Guidelines for Constructing a Bar Chart
Arrange categories in natural order; use spaces between bars; limit series to three or fewer when five+ categories exist; use colors or patterns to distinguish series; label all axes clearly.
Guidelines for Constructing a Line Chart
Y-axis starts at zero; use an x:y ratio of approximately 5:3; label axes with variable names and units; distinguish multiple lines by color or style; include a legend.
Guidelines for Constructing a Histogram
Vertical scale starts at zero; use equal class interval sizes; height of Y-axis should be approximately 3:4 or 3:5 the length of the X-axis; class boundaries form the X-axis base; midpoints centered below bars.

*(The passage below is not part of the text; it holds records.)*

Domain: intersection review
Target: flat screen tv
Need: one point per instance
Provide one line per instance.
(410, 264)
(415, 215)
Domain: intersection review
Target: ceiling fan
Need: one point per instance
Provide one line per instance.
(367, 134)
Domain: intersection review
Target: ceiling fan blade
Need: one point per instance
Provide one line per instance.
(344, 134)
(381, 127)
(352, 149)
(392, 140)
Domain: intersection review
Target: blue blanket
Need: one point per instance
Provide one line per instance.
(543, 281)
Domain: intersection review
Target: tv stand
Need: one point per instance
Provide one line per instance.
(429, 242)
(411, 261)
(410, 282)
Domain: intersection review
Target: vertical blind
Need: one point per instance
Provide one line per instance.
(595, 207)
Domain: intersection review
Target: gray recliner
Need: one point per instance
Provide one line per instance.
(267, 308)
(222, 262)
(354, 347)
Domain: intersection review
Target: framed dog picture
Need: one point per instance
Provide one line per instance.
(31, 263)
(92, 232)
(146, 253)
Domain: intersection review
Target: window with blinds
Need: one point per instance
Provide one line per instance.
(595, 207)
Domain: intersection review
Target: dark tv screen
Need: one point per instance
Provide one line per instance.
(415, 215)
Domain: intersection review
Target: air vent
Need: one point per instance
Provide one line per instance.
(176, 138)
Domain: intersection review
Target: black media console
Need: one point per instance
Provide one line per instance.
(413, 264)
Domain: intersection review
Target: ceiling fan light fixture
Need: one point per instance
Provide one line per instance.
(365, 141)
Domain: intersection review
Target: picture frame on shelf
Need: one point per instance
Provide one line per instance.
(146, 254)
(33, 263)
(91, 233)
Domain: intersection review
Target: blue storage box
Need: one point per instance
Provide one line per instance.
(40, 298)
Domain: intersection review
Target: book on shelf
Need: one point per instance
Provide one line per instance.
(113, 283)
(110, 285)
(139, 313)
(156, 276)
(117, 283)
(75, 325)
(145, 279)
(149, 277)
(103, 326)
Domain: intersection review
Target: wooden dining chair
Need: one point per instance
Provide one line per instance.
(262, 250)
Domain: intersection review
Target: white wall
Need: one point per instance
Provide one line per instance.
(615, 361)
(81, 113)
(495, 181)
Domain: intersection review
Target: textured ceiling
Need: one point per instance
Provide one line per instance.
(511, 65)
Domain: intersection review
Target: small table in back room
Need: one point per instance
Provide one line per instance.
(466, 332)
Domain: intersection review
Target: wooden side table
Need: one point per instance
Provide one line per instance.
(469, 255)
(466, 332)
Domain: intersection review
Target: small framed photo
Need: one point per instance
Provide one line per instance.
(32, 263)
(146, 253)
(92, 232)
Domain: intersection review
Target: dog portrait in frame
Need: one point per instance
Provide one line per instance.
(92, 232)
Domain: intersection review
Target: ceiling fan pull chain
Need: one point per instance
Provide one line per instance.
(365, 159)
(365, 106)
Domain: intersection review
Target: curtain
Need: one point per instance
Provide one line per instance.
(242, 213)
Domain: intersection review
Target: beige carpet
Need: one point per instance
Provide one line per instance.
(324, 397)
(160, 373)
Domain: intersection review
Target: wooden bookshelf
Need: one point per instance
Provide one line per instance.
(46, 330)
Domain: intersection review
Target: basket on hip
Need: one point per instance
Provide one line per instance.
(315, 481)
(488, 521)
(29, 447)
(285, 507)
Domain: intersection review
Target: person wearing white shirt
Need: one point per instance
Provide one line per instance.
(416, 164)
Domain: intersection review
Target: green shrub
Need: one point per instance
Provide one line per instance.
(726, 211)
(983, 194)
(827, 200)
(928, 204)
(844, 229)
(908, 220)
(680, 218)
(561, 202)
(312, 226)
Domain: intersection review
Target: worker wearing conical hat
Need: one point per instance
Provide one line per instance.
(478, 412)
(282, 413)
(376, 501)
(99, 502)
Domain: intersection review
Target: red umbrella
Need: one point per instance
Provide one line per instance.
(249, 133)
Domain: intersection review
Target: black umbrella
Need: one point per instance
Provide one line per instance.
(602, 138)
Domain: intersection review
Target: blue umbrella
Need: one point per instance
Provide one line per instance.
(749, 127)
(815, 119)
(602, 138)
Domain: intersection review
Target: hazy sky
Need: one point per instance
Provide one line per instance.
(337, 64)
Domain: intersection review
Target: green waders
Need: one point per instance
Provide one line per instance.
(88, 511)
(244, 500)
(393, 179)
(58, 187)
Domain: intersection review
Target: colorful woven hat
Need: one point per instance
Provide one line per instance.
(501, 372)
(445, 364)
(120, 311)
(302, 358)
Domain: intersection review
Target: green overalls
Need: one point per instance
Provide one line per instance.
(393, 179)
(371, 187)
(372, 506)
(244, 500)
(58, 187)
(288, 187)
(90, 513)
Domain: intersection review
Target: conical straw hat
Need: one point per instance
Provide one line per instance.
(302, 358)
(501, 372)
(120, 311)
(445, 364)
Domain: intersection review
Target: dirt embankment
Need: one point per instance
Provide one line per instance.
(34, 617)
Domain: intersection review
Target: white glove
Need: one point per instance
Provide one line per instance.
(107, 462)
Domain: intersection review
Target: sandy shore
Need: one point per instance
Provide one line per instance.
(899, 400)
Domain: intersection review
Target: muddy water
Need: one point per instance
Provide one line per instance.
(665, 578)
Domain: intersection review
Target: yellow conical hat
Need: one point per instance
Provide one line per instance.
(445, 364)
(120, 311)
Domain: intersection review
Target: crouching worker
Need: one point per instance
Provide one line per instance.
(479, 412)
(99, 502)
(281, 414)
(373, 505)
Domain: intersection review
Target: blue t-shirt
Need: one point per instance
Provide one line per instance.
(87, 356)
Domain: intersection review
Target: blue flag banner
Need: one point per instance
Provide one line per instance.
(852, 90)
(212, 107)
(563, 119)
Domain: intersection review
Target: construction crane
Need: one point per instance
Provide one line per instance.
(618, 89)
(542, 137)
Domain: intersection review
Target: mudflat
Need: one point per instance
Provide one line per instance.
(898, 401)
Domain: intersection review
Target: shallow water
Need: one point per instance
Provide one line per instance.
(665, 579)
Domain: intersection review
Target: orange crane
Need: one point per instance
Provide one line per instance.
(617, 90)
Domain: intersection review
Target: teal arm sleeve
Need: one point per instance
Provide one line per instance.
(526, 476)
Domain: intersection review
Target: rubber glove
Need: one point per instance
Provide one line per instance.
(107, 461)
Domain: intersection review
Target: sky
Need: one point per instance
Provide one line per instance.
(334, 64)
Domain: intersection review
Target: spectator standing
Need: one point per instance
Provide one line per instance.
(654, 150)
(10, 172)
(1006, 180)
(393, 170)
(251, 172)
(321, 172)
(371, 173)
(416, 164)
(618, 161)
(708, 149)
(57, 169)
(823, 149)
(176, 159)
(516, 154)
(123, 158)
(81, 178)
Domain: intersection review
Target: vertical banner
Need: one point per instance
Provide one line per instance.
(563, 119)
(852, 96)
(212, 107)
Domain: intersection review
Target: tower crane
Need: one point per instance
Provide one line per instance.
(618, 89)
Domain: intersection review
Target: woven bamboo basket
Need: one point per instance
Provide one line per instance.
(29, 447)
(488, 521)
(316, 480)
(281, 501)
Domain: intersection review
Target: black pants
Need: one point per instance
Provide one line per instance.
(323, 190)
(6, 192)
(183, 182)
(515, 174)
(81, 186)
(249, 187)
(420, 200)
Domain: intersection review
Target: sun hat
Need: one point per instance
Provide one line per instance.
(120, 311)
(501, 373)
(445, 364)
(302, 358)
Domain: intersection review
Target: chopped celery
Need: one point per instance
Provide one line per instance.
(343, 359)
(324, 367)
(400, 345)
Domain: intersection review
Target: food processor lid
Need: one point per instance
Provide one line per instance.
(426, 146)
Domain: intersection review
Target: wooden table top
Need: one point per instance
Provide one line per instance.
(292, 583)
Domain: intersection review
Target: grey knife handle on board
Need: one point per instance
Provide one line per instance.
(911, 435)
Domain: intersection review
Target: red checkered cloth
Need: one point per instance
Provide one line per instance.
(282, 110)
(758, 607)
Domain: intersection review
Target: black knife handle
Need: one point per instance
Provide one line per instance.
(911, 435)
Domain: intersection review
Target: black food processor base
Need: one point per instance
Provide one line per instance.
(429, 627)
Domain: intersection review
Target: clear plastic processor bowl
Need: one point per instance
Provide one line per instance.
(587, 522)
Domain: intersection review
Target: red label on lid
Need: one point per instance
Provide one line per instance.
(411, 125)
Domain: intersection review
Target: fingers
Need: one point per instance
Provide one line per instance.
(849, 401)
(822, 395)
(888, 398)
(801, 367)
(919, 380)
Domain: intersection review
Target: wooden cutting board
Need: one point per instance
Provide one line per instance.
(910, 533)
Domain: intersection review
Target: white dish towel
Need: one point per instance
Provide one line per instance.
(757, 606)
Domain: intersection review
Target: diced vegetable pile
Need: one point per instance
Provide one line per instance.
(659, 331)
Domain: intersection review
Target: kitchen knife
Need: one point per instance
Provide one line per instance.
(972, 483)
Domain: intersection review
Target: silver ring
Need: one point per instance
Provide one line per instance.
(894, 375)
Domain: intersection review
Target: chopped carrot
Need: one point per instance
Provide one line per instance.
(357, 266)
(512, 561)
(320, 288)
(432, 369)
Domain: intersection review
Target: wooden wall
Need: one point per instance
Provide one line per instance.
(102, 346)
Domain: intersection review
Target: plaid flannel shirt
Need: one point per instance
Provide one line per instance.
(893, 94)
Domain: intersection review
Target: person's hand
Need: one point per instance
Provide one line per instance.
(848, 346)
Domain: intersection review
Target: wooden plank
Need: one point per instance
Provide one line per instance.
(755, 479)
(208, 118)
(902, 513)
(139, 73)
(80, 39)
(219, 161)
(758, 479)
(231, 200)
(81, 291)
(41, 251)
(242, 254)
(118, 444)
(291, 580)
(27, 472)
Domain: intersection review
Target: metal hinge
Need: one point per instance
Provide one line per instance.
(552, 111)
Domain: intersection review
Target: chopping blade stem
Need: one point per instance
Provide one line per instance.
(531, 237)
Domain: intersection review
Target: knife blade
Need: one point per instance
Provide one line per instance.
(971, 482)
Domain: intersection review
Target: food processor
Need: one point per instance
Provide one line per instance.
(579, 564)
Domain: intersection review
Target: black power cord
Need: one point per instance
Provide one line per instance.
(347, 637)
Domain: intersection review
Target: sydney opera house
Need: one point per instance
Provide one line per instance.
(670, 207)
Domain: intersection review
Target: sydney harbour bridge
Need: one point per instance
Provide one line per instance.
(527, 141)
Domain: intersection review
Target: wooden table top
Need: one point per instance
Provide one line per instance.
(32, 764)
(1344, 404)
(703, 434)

Chart vs. Table -- When to Use
Charts/graphs convey information more quickly and visually but lack detail. Tables display large amounts of precise text-based quantitative data but are slower to read. Choice depends on audience and purpose.
Maximum Data Elements in a Chart/Graph
No more than five data elements or series should be displayed in a single chart or graph; elements with multiple subcategories should have fewer than five.
Research
A scholarly, systematic approach to scientific investigation; used to discover solutions to problems, verify knowledge, or establish new knowledge. Carried out in all fields of study.
Basic Research
Research that seeks to answer the question "why"; focused on expanding fundamental knowledge rather than solving a specific practical problem.
Applied Research
Research conducted to discover solutions to a specific problem or to improve a practical process or outcome.
Quantitative Research Approach
Uses numerical data that can be statistically analyzed; results are expressed as numbers, percentages, or rates. Example: counting coding errors.